Summary:	[5.2 ceph cluster] Both MDS are stuck in replay
Product:	[Red Hat Storage] Red Hat Ceph Storage	Reporter:	Brett Hull <bhull>
Component:	CephFS	Assignee:	Venky Shankar <vshankar>
Status:	CLOSED INSUFFICIENT_DATA	QA Contact:	Hemanth Kumar <hyelloji>
Severity:	high	Docs Contact:
Priority:	high
Version:	5.2	CC:	ceph-eng-bugs, cephqe-warriors, gfarnum, snipp, vshankar
Target Milestone:	---
Target Release:	6.1z1
Hardware:	x86_64
OS:	Linux
Whiteboard:
Fixed In Version:		Doc Type:	If docs needed, set a value
Doc Text:		Story Points:	---
Clone Of:		Environment:
Last Closed:	2023-07-12 01:42:56 UTC	Type:	Bug
Regression:	---	Mount Type:	---
Documentation:	---	CRM:
Verified Versions:		Category:	---
oVirt Team:	---	RHEL 7.3 requirements from Atomic Host:
Cloudforms Team:	---	Target Upstream Version:
Embargoed:

Description Brett Hull 2023-03-13 17:53:02 UTC

Description of problem:
both mds 0 and 1 are stuck in replay, keeps failing to standby mds.
Prior to issue:
1) both mds active.
2) kicked off a mds scrub via:
a) ceph tell mds.0 scrub start / recursive,repair

Attempted to pause mds scrubs

This mds paused quickly ceph-mds.root.host7.oqqvka.asok
This one is still trying to pause ceph-mds.root.host3.rdnzhn.asok
tried to abort after pausing has been running for 10 minutes,
now its just stuck pausing+aborting
{
"status": "PAUSING+ABORTING (2959255 inodes in the stack)",
"scrubs": {
"382d27c9-2a0f-472e-bc68-3149557ff890": {
"path": "/",
"tag": "382d27c9-2a0f-472e-bc68-3149557ff890",
"options": "recursive,repair"
}
}
}

The pausing/aborting would not clear on its own.
we ended up failing both mds, after that all mds scrubing had stopped.
we kicked off mds scrub again, and it finished for both mds.

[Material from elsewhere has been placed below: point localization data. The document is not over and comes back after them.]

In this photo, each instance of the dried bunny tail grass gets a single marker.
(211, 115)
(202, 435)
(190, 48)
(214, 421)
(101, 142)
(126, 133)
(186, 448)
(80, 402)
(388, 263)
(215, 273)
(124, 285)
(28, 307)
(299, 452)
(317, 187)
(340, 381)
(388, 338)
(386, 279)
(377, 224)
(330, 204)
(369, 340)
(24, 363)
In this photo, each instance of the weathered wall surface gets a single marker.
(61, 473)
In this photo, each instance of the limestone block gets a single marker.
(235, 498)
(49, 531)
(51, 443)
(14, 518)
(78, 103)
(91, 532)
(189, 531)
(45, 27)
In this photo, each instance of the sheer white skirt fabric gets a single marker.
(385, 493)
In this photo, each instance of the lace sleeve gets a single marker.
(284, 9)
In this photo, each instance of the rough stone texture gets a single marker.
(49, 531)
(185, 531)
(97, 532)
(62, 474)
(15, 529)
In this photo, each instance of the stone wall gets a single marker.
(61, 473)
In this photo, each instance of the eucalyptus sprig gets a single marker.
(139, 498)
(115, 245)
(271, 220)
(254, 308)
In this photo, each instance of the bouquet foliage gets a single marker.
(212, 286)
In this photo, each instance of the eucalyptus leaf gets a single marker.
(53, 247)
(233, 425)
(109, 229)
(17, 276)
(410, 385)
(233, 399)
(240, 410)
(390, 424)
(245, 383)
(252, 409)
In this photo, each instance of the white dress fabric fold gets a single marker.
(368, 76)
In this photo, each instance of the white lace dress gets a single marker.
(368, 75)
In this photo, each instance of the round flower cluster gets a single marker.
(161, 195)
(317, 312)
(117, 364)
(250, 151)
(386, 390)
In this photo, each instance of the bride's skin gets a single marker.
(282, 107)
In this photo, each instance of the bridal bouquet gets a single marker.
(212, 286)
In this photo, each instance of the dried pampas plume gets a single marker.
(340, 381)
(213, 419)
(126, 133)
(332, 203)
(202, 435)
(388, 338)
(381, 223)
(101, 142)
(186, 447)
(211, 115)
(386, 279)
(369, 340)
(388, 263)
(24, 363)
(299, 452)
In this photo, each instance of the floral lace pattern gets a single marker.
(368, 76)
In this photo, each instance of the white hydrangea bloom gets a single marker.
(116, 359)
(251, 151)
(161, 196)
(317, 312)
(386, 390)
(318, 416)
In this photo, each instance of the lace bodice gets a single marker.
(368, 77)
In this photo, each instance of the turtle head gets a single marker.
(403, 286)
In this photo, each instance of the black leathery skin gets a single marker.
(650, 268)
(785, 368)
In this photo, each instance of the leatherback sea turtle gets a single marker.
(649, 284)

we also did a compaction of the omap for each ssd.
We have mounted 70 clients and re-started their rsyncs.

So we are back up, and appear stable.
ceph fs status
root - 70 clients
====
RANK STATE MDS ACTIVITY DNS INOS DIRS CAPS
0 active root.host1.amvgfe Reqs: 667 /s 8258k 8250k 230k 283k
1 active root.host3.rdnzhn Reqs: 2610 /s 4333k 4333k 28.7k 376k
POOL TYPE USED AVAIL
cephfs.meta metadata 45.0G 12.8T
cephfs.data data 128T 244T
STANDBY MDS
root.host7.oqqvka
root.host5.lbrqru
MDS version: ceph version 16.2.8-85.el8cp (0bdc6db9a80af40dd496b05674a938d406a9f6f5) pacific (stable)

Version-Release number of selected component (if applicable):
MDS version: ceph version 16.2.8-85.el8cp

How reproducible:
This is not reproducible, but we have seen it twice so far.
1) 21-Feb-2023 - both mds' were stuck in replay
2) 07-Mar-2023 - One mds stuck in replay
a) mds.1 was stuck in replay for aprox. 15 minutes.
b) then went to reconnect, rejoin, active
c) finished.

Steps to Reproduce: N/A

Actual results:
MDS stuck in replay. Ceph only cluster.

Expected results:
MDS do not become stuck.

Additional info:
Similar if not the same behavior reported in BZ 2107110 - closed with not enough data.

Causes cephFS to be unavailable. users are impacted.